Share

Stone Cold [1]

Robin mulai berkenalan dengan minuman beralkohol sejak berumur sebelas tahun. Berawal dari ketidaksengajaan, sebenarnya. Dia sedang tidak bisa tidur, keluar dari kamar untuk mengambil air putih. Seseorang malah menawarinya untuk mencicipi minuman berwarna kuning yang mulanya ditolak anak itu.

“Minuman ini bakalan bikin kamu tidur nyenyak, Bin. Lama-lama, kamu juga bakalan nggak ingat sama mamamu. Jadi kamu nggak akan terlalu sedih lagi.”

Kalimat itu membuat Robin goyah, janji untuk membuat kesedihannya berkurang. Tanpa pikir panjang, dia akhirnya mencoba mencicipi minuman yang terasa membakar kerongkongannya. Anak itu sempat tersedak dan terbatuk-batuk hebat. Dia ketakutan minuman itu akan menghancurkan lehernya. Namun ternyata Robin keliru. Ketidaknyamanan itu akhirnya berubah menjadi rasa hangat yang menyebar di sekujur tubuhnya.

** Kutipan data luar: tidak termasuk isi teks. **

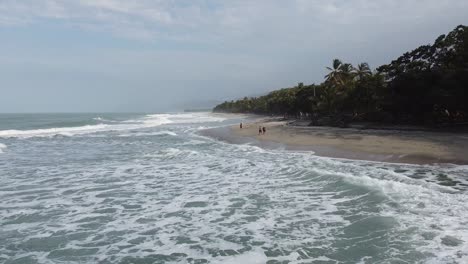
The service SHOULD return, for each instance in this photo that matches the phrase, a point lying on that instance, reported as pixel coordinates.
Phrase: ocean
(149, 188)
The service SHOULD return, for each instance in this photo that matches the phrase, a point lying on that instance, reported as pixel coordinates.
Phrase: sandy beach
(418, 147)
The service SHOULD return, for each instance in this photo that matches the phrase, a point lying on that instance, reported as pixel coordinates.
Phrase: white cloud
(227, 21)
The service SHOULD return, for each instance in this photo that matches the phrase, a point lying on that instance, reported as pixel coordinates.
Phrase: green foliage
(425, 86)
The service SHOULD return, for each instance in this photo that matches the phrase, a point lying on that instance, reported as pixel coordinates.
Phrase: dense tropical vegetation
(427, 86)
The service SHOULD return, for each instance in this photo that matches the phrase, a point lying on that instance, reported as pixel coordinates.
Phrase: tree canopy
(427, 86)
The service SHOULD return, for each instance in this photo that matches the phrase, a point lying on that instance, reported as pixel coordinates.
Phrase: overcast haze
(110, 55)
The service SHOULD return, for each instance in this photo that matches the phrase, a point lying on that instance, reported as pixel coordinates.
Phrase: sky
(166, 55)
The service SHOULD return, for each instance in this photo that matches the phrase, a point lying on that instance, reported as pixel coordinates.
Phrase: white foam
(142, 134)
(53, 131)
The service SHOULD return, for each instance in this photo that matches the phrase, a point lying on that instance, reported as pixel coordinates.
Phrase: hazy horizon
(157, 56)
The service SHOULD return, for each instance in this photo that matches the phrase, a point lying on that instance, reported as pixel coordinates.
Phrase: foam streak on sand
(390, 146)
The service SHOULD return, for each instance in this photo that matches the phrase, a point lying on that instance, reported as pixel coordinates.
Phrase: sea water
(129, 188)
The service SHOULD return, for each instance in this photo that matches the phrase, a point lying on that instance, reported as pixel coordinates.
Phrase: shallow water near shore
(151, 189)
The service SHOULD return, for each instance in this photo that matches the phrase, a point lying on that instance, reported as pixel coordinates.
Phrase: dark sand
(416, 147)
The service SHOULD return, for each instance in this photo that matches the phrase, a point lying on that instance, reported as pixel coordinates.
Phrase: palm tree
(335, 72)
(363, 70)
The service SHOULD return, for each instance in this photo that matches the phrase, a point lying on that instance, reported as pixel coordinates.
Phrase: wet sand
(418, 147)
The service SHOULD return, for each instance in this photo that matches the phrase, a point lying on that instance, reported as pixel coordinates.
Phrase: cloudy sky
(157, 55)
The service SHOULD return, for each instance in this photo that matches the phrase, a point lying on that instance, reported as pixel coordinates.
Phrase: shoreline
(394, 146)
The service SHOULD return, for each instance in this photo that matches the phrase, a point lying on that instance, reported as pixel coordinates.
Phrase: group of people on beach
(261, 130)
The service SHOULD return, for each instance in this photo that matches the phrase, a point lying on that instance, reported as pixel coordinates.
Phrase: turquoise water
(117, 188)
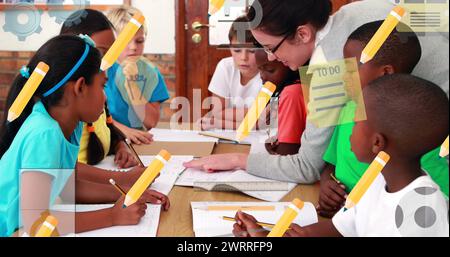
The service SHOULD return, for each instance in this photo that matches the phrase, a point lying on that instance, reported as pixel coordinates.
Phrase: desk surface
(178, 220)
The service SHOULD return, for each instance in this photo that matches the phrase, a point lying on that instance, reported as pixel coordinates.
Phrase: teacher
(295, 32)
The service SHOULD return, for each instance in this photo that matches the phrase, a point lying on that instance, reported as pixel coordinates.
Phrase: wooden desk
(177, 222)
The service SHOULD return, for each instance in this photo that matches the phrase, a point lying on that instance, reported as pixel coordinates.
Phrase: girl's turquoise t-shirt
(151, 83)
(39, 145)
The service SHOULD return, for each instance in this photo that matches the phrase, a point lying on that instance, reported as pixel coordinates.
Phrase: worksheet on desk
(147, 227)
(171, 135)
(169, 174)
(191, 176)
(210, 223)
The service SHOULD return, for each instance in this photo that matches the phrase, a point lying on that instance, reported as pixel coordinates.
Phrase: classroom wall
(160, 48)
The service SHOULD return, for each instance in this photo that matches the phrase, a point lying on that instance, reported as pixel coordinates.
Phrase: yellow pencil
(382, 34)
(119, 188)
(444, 149)
(215, 6)
(263, 224)
(122, 41)
(366, 180)
(288, 217)
(237, 208)
(47, 227)
(210, 134)
(255, 111)
(130, 145)
(146, 178)
(27, 91)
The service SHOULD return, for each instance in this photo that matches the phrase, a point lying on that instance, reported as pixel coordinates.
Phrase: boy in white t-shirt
(236, 81)
(406, 117)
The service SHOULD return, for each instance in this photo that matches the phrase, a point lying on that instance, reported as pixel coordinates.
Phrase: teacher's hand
(220, 162)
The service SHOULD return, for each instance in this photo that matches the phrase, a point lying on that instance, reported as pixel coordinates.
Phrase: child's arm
(332, 193)
(136, 136)
(320, 229)
(124, 158)
(152, 114)
(96, 175)
(93, 193)
(282, 148)
(246, 226)
(114, 216)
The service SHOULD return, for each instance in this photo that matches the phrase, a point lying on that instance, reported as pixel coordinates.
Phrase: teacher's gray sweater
(306, 166)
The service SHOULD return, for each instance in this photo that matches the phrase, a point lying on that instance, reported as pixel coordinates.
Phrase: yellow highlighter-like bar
(47, 227)
(122, 41)
(146, 178)
(255, 111)
(27, 91)
(240, 208)
(444, 149)
(394, 17)
(288, 217)
(215, 6)
(366, 180)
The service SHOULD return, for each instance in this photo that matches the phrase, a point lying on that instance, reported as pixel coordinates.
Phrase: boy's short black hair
(92, 21)
(401, 49)
(412, 113)
(235, 29)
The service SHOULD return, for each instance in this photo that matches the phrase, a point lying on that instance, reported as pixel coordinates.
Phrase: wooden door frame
(180, 48)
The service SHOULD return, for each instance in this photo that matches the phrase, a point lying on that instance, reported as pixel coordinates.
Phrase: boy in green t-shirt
(399, 54)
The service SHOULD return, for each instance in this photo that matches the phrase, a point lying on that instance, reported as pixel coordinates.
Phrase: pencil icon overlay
(27, 91)
(255, 111)
(444, 149)
(366, 180)
(393, 19)
(146, 178)
(288, 217)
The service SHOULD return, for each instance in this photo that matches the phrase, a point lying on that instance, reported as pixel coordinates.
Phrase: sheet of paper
(258, 148)
(190, 176)
(168, 135)
(259, 136)
(148, 226)
(211, 224)
(271, 196)
(169, 174)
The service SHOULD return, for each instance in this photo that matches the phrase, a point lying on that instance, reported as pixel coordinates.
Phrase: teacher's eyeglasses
(275, 49)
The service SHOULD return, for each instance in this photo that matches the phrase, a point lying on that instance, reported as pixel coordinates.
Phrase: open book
(166, 180)
(208, 217)
(260, 188)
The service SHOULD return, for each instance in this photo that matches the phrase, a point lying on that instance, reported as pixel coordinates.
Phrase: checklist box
(425, 15)
(329, 89)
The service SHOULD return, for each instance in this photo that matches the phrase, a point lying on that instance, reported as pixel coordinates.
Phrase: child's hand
(332, 196)
(219, 162)
(128, 179)
(206, 123)
(124, 158)
(155, 197)
(246, 226)
(295, 231)
(138, 136)
(127, 216)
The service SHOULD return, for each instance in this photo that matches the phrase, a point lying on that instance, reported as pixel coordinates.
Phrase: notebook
(238, 180)
(209, 223)
(169, 174)
(147, 227)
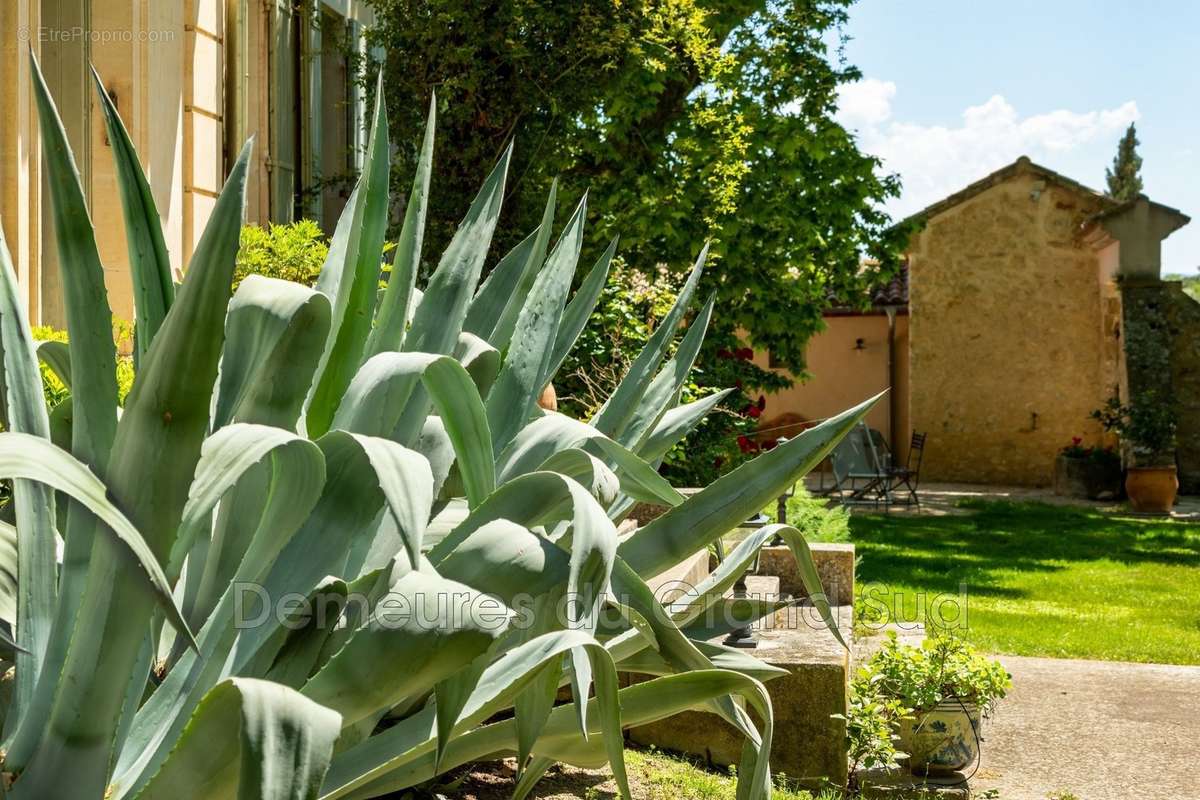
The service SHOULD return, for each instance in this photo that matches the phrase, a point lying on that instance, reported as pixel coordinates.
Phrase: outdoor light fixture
(744, 637)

Robin kecil sedang gundah karena banyak masalah yang menghantamnya bertubi-tubi. Setelah seumur hidup mengira bahwa dirinya adalah anak yatim, dia belakangan tahu bahwa ayah biologisnya masih hidup. Namanya Ariel Pradigta. Siapa sangka ayahhanda Robin sehat walafiat dan kaya raya?

“Kenapa Mama nggak pernah bilang kalau papaku masih hidup?” tanya Robin berkali-kali. Pertanyaan itu ditujukan pada dirinya sendiri. Tentu saja Robin belia tak sanggup menemukan jawaban yang diinginkannya.

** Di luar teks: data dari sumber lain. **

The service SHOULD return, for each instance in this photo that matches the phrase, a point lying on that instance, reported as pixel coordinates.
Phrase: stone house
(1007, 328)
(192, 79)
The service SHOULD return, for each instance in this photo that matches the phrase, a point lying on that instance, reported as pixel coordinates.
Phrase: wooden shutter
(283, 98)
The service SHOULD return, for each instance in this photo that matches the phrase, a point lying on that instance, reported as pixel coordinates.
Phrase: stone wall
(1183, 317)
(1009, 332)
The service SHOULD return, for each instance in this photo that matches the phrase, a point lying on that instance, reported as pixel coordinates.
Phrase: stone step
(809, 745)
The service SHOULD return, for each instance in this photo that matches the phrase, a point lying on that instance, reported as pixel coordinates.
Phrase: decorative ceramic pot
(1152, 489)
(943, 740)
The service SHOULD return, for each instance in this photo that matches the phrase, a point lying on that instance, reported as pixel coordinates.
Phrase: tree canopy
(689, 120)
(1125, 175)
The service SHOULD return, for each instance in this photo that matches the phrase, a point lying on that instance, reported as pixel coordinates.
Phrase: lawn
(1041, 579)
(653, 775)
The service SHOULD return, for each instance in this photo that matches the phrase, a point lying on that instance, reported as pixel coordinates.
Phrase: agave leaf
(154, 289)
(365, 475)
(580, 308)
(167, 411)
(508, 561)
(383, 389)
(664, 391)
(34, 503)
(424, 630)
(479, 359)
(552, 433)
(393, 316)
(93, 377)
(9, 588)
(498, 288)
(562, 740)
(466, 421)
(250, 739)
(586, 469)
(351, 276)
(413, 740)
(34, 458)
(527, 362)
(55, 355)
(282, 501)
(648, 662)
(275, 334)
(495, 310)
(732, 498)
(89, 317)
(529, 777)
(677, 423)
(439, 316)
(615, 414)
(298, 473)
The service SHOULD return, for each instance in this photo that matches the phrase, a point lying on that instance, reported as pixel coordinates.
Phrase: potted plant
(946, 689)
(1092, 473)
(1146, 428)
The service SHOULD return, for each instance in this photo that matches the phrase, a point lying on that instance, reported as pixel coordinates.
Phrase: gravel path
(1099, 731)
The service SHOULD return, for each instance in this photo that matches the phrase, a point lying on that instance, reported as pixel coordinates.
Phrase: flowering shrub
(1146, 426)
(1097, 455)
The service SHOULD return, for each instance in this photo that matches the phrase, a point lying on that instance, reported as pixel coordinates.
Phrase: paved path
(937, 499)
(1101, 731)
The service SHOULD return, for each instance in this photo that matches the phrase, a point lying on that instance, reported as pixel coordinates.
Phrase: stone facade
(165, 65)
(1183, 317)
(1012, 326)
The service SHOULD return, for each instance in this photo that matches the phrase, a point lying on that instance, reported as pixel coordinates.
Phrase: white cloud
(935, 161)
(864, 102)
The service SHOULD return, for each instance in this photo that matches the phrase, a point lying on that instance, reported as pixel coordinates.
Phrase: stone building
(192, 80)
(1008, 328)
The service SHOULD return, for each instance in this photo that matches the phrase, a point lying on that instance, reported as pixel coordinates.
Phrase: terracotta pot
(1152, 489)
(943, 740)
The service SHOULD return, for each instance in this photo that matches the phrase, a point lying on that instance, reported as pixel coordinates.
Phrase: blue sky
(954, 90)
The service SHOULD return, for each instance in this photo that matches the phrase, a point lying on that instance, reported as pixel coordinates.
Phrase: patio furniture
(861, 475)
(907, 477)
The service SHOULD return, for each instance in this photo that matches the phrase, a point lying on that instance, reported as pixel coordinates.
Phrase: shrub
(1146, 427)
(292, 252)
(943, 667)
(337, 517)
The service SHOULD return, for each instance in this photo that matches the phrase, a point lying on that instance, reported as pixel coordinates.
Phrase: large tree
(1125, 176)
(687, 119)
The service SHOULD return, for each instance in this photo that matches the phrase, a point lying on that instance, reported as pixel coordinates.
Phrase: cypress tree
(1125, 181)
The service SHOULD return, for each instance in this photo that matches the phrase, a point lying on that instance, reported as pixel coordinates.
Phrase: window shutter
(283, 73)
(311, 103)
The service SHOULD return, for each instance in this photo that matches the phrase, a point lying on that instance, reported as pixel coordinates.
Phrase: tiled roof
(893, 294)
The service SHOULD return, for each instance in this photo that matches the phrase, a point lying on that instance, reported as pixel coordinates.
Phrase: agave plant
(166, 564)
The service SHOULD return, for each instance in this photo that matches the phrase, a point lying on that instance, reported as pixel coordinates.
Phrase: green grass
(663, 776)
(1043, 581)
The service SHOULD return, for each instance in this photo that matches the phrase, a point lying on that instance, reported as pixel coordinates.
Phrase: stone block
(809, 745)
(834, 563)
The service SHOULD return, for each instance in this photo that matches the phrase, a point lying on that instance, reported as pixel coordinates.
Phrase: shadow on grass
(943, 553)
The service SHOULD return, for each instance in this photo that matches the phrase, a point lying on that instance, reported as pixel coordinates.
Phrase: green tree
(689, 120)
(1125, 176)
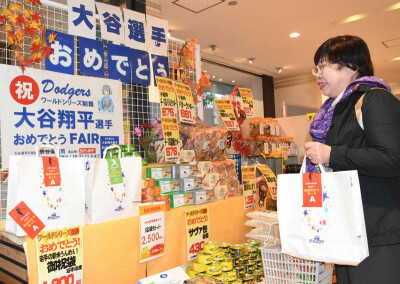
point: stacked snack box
(237, 263)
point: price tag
(227, 114)
(249, 186)
(185, 103)
(270, 178)
(168, 102)
(60, 256)
(197, 230)
(247, 98)
(171, 138)
(152, 231)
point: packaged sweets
(228, 176)
(209, 144)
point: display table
(111, 250)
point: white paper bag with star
(321, 217)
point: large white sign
(82, 115)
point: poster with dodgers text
(82, 115)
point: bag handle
(47, 146)
(272, 226)
(112, 147)
(303, 166)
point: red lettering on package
(26, 219)
(312, 190)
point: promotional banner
(140, 63)
(111, 22)
(247, 98)
(270, 178)
(197, 230)
(119, 59)
(185, 103)
(135, 29)
(60, 256)
(249, 186)
(227, 114)
(160, 66)
(91, 54)
(167, 97)
(82, 115)
(81, 18)
(171, 138)
(157, 32)
(62, 58)
(152, 231)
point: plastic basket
(280, 268)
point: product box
(210, 181)
(205, 167)
(190, 183)
(167, 185)
(175, 275)
(179, 199)
(221, 192)
(148, 182)
(149, 193)
(182, 171)
(164, 197)
(158, 172)
(187, 156)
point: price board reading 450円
(167, 97)
(185, 103)
(171, 138)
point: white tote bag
(60, 205)
(106, 201)
(322, 225)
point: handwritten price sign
(197, 230)
(247, 98)
(152, 231)
(168, 102)
(185, 103)
(171, 138)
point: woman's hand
(318, 153)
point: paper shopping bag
(321, 217)
(52, 187)
(113, 185)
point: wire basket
(280, 268)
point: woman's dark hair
(346, 50)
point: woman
(370, 145)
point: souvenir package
(228, 176)
(187, 129)
(209, 144)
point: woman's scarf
(323, 118)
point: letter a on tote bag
(112, 187)
(321, 217)
(52, 187)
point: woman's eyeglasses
(318, 68)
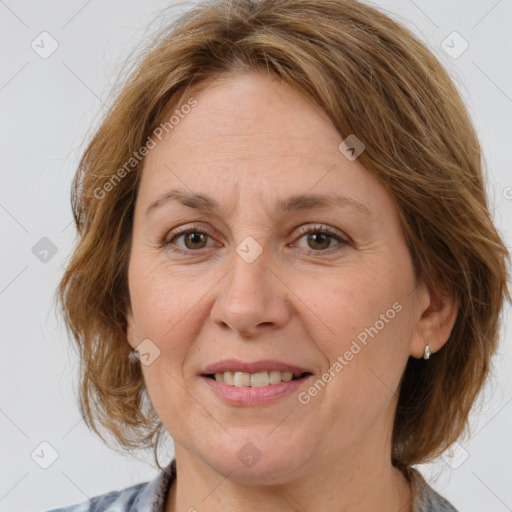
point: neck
(327, 484)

Minuman keras –tanpa dinyana- membuatnya merasa terbebas dari penderitaan. Janji tentang mengurangi kesedihan itu, memang benar adanya. Robin bisa melupakan kepiluannya dan hidup di dunia sendiri dengan ingatan yang serba kabur. Sekolah tak lagi menarik minat Robin. Dia hanya tertarik mencicipi minuman untuk melarutkan kekusutan hidupnya.

Di depan dunia, dia mencitrakan diri sebagai anak yang sedang berduka. Robin menjauh dari pergaulan karena tak mau ada yang mengetahui kebiasaan buruknya. Akal sehatnya yang kadang muncul memberi tahu anak itu bahwa kebiasaan mengonsumsi minuman keras takkan bisa diterima dengan mudah. Alkohol selalu dianggap sebagai musuh masyarakat yang harus dimusnahkan.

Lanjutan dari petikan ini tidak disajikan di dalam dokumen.